> Since C++17, the concurrency library has expanded significantly. We now have:
> ...
> safe memory reclamation mechanisms (RCU, hazard pointers in C++26)
> These tools focus mostly on thread lifetime, coordination, cancellation or lock-free programming.
> std::shared_mutex fills a different role.
> It is still a mutual-exclusion primitive, explicitly designed to protect a shared state with many readers and few writers. It does not compete with atomics, condition variables, or RCU.
What does it mean to say shared_mutex does not "compete" with atomics/CVs/RCU? There are many situations where RCU or other safe reclamation mechanism is a good replacement for state + shared_mutex. (And some situations where atomics are a decent replacement.)
If you want the write to be a synchronization point after which all threads will observe only the new value, it's only possible with shared mutex.
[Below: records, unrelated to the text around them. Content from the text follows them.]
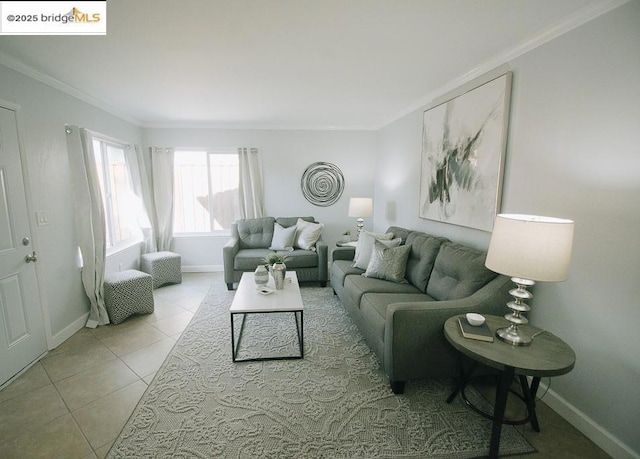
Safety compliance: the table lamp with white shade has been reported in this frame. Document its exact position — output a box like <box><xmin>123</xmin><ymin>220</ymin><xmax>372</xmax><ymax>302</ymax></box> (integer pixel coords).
<box><xmin>349</xmin><ymin>198</ymin><xmax>373</xmax><ymax>237</ymax></box>
<box><xmin>485</xmin><ymin>214</ymin><xmax>574</xmax><ymax>346</ymax></box>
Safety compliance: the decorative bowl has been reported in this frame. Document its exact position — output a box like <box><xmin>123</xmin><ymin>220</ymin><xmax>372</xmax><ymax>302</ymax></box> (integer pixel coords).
<box><xmin>467</xmin><ymin>312</ymin><xmax>484</xmax><ymax>327</ymax></box>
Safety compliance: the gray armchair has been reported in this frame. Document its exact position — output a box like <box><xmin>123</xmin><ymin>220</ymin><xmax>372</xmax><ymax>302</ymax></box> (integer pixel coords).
<box><xmin>222</xmin><ymin>217</ymin><xmax>328</xmax><ymax>290</ymax></box>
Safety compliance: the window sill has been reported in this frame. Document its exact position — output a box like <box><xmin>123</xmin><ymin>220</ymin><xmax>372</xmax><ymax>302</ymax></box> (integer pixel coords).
<box><xmin>173</xmin><ymin>231</ymin><xmax>231</xmax><ymax>239</ymax></box>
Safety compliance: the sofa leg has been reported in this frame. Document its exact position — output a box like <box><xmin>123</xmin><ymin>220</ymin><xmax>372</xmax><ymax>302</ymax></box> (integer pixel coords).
<box><xmin>391</xmin><ymin>381</ymin><xmax>406</xmax><ymax>395</ymax></box>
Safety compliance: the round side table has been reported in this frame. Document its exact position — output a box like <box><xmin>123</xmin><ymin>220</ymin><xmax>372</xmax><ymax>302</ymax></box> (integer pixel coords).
<box><xmin>444</xmin><ymin>315</ymin><xmax>576</xmax><ymax>458</ymax></box>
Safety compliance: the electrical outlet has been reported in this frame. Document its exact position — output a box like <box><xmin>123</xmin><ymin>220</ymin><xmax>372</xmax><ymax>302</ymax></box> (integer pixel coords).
<box><xmin>36</xmin><ymin>211</ymin><xmax>49</xmax><ymax>226</ymax></box>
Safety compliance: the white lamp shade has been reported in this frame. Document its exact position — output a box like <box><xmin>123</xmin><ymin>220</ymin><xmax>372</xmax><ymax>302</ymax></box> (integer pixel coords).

Of course you can use a barrier to accomplish that instead but using something like hazard pointers or rcu doesn't synchronize by itself.
From my knowledge RCU/epoch/Hazard pointers are useful in data structures and algorithms where raw atomics cannot be used but you still nees lock free or in some cases wait free semantics.
If you can use an atomic then these are overkill and you should just be using an atomic, but many times things that are atomic does not make it lock free, if there's no hardware support the compiler will add a mutex.
I think it's possible with an atomic<shared_ptr> too (C++20)?
A shared_mutex comes in useful when you can't really have multiple copies of the shared data due to perhaps memory usage, so readers fail to acquire it when the writer is updating it.
You know it often is the case that APIs like this both in C++ and Rust don't offer you enough knobs when your usecase deviates from being trivial.
It happens with locking APIs, it happens with socket APIs, anything platform dependent.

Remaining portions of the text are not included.